President Trump reignited discussion around his controversial travel ban through a series of early morning tweets on Monday, in a move legal experts say could ultimately cripple his administration’s chances of restoring the ban through the Supreme Court. In these tweets, the president blew a giant hole in his legal case when he insisted that his immigration executive order be called a “travel ban.”
“People, the lawyers and the courts can call it whatever they want, but I am calling it what we need and what it is, a TRAVEL BAN!” Trump’s tweet declared.
Legal experts believe Trump’s latest tweets will likely destroy any possible chance of winning at the Supreme Court. The Department of Justice (DOJ) has asked the high court to hear the travel ban case, which has been struck down multiple times by lower courts.
But why are the president’s tweets such a legal foot-in-mouth moment?
For starters, the language is in direct contrast to what Trump’s lawyers have been arguing all along—that the executive order is not a ban. Trump’s aides have likewise defended the order, reiterating that it is merely a “temporary pause” that allows for “extreme vetting.”
Admitting that the executive order is indeed a travel ban puts the administration in a precarious position—federal courts across the country have considered the president’s own statements, tweets, and interviews when ordering a freeze on the ban.
DOJ attorneys argued, however, that some of Trump’s statements should not count as evidence. For instance, they reason that Trump’s proposal for a “Muslim ban” on the campaign trail should not be taken into consideration now that he is president. Only the text of the order itself, they say, should be analyzed in court. But there will be no need for the courts to reach back to his candidacy now when he is providing them with new statements that contradict DOJ lawyers.
Attorneys of varying political stripes appeared to draw the same conclusion about the ill-fated tweets.
George T. Conway III, who was Trump’s nominee for assistant attorney general for the civil division before withdrawing last week, commented on Twitter: “These tweets may make some ppl feel better, but they certainly won’t help the [Office of the Solicitor General] get 5 votes in [the Supreme Court in favor of the executive order], which is what actually matters.” Borrowing from Trump’s own rhetoric, he closed out the post with a simple declaration: “Sad.”
Omar Jadwat, an American Civil Liberties Union lawyer challenging the order, shared similar sentiments: “It just adds to the mountain of already existing evidence that the government has had to ask the court over and over to ignore.
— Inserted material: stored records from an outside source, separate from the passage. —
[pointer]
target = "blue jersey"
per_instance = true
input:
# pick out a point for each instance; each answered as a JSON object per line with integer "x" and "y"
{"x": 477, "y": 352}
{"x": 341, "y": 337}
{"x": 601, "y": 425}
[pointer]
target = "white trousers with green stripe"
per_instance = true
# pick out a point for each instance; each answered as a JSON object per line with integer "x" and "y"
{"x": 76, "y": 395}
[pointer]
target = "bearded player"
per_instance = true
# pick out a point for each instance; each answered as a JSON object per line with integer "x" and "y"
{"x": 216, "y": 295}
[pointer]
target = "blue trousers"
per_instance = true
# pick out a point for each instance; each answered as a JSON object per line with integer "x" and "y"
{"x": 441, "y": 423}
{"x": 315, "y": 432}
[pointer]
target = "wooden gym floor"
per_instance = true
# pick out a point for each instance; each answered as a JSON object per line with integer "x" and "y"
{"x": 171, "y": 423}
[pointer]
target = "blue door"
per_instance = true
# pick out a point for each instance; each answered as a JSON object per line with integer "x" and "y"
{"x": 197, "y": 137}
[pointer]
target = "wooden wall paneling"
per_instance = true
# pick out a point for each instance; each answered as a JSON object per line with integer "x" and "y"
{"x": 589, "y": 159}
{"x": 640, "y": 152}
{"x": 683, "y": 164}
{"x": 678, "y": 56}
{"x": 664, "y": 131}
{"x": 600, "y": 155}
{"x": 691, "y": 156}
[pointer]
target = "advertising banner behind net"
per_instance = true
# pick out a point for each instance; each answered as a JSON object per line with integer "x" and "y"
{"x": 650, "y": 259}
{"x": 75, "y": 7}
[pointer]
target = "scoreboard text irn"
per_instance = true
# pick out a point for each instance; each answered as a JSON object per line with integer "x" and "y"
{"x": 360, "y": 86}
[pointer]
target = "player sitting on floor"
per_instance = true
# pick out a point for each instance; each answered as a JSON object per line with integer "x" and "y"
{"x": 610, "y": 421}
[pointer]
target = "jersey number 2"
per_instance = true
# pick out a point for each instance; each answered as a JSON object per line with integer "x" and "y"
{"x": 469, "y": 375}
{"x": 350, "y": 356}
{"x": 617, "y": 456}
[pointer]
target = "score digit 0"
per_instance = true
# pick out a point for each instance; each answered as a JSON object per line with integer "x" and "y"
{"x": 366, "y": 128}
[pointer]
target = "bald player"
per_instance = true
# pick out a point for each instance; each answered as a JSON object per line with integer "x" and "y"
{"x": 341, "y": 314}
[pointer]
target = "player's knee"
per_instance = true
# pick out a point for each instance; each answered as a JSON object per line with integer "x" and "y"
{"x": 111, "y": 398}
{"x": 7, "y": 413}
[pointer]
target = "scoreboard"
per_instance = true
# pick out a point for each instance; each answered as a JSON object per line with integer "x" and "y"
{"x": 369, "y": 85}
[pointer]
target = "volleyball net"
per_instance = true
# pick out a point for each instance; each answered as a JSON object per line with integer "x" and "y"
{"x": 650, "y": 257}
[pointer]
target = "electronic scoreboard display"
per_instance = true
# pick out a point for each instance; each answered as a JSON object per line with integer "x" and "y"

Blinding the courts to a reality that everyone else is aware of is never an attractive position, but is especially problematic when you have to ignore in real time what’s being said by the president of the United States.”
Trump’s last attempt to push his travel ban through the courts ended with the judges concluding that it “drips with religious intolerance, animus, and discrimination.” Should Trump’s telling tweets be considered again, the Supreme Court ought to find the same levels of bigotry in plain sight.